Treasury yields jumped as stocks cratered on Wednesday, reversing their typical correlation. Realized volatility has jumped to the highest level since euro-area breakup concerns and the financial crisis, causing dealers to widen their bid-offer spreads and limiting their ability to transfer risk.
A 30-year Treasury bond issued just nine months ago has underperformed the most-recently issued bond by five basis points over the past week, according to JPMorgan. The newest Treasuries, known as on-the-runs, “are displaying a premium relative to off-the-runs that we have not observed since the taper tantrum in 2013, and the financial crisis in 2008,” Barry wrote.
Bank of America estimates that the U.S. Treasury would have to spend $50 billion to $100 billion to stabilize conditions and foster more orderly market making, and predicted that it would “signal that these buyback operations are being done to promote market functioning and will remain open ended until more orderly market conditions prevail.”

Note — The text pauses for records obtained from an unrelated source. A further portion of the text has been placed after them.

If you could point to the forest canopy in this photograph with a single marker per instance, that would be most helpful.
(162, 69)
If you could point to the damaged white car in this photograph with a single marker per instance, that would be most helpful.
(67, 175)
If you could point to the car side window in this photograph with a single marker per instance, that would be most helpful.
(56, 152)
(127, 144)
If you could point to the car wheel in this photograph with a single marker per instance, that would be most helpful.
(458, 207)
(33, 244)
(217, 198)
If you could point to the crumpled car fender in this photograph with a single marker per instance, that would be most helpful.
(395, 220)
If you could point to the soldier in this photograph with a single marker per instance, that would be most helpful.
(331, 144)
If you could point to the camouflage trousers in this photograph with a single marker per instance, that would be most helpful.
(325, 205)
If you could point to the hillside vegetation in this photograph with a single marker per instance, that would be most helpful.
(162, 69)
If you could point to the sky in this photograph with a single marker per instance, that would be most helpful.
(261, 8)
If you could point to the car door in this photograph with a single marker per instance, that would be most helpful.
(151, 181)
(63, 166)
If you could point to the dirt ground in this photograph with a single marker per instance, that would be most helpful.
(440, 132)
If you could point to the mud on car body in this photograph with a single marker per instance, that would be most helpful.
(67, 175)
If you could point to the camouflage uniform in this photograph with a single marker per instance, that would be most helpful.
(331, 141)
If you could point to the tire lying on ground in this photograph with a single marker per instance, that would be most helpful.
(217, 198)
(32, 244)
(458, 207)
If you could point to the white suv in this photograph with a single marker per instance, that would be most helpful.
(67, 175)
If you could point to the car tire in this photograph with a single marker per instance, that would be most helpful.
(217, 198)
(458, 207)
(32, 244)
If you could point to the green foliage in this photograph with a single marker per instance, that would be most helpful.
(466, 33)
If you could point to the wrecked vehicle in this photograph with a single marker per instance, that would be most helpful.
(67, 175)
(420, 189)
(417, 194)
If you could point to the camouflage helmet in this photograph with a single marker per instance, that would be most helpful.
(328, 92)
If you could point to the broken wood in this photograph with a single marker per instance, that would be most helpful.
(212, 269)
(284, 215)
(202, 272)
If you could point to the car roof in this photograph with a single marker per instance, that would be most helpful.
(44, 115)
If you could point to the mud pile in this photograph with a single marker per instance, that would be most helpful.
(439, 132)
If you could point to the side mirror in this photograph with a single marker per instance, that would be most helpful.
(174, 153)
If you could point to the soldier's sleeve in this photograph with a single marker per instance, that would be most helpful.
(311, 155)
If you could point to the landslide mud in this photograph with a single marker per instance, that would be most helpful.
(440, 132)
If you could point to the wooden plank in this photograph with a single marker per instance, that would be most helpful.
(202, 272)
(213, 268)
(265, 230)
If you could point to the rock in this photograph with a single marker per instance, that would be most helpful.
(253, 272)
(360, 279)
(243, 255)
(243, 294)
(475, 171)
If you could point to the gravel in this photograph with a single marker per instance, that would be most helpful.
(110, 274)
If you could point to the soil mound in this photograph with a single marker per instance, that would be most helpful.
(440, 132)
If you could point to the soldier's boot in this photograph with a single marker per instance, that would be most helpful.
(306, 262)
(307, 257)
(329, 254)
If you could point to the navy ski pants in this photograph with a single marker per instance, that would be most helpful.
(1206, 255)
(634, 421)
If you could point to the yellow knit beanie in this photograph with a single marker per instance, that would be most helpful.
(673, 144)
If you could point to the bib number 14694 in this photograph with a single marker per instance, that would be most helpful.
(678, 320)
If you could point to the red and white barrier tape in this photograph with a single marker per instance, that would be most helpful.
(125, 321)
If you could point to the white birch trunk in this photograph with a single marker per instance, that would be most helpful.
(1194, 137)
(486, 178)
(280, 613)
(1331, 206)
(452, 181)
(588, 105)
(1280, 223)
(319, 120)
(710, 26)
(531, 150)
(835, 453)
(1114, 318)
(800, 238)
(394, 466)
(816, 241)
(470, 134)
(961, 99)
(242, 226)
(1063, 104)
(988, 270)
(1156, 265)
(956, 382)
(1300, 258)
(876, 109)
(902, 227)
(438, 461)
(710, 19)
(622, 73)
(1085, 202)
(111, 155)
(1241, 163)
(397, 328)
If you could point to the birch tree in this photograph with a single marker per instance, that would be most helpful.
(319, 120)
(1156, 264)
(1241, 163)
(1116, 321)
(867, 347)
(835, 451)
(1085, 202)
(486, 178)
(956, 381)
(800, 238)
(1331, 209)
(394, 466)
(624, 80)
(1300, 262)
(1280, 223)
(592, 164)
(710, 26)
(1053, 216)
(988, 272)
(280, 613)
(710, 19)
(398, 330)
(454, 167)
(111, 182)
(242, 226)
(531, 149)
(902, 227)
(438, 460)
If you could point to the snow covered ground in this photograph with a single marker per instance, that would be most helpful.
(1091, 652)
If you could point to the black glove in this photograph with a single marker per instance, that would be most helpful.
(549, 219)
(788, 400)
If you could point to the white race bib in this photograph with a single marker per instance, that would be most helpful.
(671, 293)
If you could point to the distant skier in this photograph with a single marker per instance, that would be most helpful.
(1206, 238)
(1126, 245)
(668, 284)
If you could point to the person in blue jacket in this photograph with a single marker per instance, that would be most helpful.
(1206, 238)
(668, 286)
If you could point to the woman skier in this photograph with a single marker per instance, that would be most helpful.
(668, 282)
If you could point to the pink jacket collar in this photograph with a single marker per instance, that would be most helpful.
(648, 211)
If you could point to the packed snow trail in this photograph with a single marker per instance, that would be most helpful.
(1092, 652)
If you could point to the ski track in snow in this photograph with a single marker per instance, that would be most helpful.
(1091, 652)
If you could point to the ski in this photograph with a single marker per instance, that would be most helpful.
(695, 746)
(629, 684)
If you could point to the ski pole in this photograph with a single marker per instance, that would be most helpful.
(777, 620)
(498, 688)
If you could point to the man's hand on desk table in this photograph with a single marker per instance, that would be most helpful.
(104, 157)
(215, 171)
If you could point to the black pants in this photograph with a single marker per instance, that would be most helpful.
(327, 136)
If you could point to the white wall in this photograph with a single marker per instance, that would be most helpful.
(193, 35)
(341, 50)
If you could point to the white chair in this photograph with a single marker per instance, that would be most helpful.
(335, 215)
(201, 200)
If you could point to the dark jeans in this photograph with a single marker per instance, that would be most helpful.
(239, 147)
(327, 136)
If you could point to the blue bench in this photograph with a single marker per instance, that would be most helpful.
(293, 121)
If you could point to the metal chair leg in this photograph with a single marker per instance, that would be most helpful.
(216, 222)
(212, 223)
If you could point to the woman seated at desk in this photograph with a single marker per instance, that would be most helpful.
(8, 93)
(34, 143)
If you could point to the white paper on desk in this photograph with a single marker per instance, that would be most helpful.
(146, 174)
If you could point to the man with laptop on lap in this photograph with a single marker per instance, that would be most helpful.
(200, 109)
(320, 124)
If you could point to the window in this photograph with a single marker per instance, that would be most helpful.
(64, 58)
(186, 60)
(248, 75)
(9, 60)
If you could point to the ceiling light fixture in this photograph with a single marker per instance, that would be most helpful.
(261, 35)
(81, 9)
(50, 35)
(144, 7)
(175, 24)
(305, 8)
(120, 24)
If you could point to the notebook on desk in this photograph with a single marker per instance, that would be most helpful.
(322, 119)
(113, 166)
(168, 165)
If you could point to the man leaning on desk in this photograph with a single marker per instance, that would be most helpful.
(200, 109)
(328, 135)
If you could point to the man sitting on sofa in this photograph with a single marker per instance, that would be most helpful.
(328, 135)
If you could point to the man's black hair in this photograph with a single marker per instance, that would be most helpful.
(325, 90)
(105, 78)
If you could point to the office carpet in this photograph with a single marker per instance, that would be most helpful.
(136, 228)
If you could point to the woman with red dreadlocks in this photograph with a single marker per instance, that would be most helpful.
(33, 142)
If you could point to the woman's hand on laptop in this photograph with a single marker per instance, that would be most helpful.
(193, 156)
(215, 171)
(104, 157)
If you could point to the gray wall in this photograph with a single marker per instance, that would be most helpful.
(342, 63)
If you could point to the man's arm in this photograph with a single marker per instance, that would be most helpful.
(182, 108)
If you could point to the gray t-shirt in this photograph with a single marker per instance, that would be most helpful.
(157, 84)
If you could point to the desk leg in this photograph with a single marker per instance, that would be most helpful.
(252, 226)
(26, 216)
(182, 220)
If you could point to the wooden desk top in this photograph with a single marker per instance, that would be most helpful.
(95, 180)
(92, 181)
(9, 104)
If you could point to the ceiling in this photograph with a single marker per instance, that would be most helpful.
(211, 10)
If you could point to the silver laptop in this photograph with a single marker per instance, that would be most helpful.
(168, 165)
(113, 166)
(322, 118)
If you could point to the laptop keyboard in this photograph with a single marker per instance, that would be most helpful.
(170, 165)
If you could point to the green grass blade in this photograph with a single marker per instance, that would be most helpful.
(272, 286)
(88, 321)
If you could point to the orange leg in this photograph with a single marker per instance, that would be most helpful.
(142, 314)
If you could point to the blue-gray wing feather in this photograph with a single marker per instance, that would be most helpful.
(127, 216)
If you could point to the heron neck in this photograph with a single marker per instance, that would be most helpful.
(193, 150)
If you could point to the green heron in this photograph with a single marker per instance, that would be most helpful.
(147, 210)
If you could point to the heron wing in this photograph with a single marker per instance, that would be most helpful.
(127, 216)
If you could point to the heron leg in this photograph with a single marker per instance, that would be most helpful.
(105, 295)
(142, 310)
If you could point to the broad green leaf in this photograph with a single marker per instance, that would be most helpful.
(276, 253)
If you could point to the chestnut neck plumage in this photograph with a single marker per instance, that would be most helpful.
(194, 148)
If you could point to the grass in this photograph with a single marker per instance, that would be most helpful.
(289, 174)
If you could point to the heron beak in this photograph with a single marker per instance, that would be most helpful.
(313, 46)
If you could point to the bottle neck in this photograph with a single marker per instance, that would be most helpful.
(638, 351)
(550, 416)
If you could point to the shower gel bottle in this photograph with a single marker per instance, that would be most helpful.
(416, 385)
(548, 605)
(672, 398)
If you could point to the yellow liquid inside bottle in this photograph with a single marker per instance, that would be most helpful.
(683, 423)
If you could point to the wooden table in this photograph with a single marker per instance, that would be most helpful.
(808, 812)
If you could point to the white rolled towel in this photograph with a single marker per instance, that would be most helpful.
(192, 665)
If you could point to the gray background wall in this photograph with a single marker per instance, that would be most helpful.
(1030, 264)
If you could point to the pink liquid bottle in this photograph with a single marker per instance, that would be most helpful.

Bank of America predicted Treasury would issue short-term bills to finance buybacks. Wall Street has been grappling with a shortage of T-bills as the Treasury cuts supply in response to tax season and the Federal Reserve buys bills to boost reserves.
Alternatively, Jefferies strategists Thomas Simons and Ward McCarthy said in a report that Treasury could “start a buyback program immediately with available cash and fund it going forward with increased issuance.”
The Treasury conducted buybacks regularly from 2000 to 2002 after the federal government started running small surpluses a few year prior that alleviated the need to issue debt. To maintain its access to the market, the department continued to sell new notes and bonds, and used the proceeds to pay down debt accumulated in previous years. Deficits have since returned, with the current year gap projected to reach $1 trillion, rendering such operations unnecessary.
Through those reverse auctions, the Treasury bought back $68 billion of debt with remaining maturities of 10 years or longer and at coupons as high as 14%, according to Deutsche Bank AG strategist Steven Zeng. Zeng in January advocated for buybacks to allow Treasury to issue 20-year bonds without having to reduce its auctions of other products.
Since 2014, the department has conducted small-scale debt buybacks to test operational readiness in case they were needed in the future.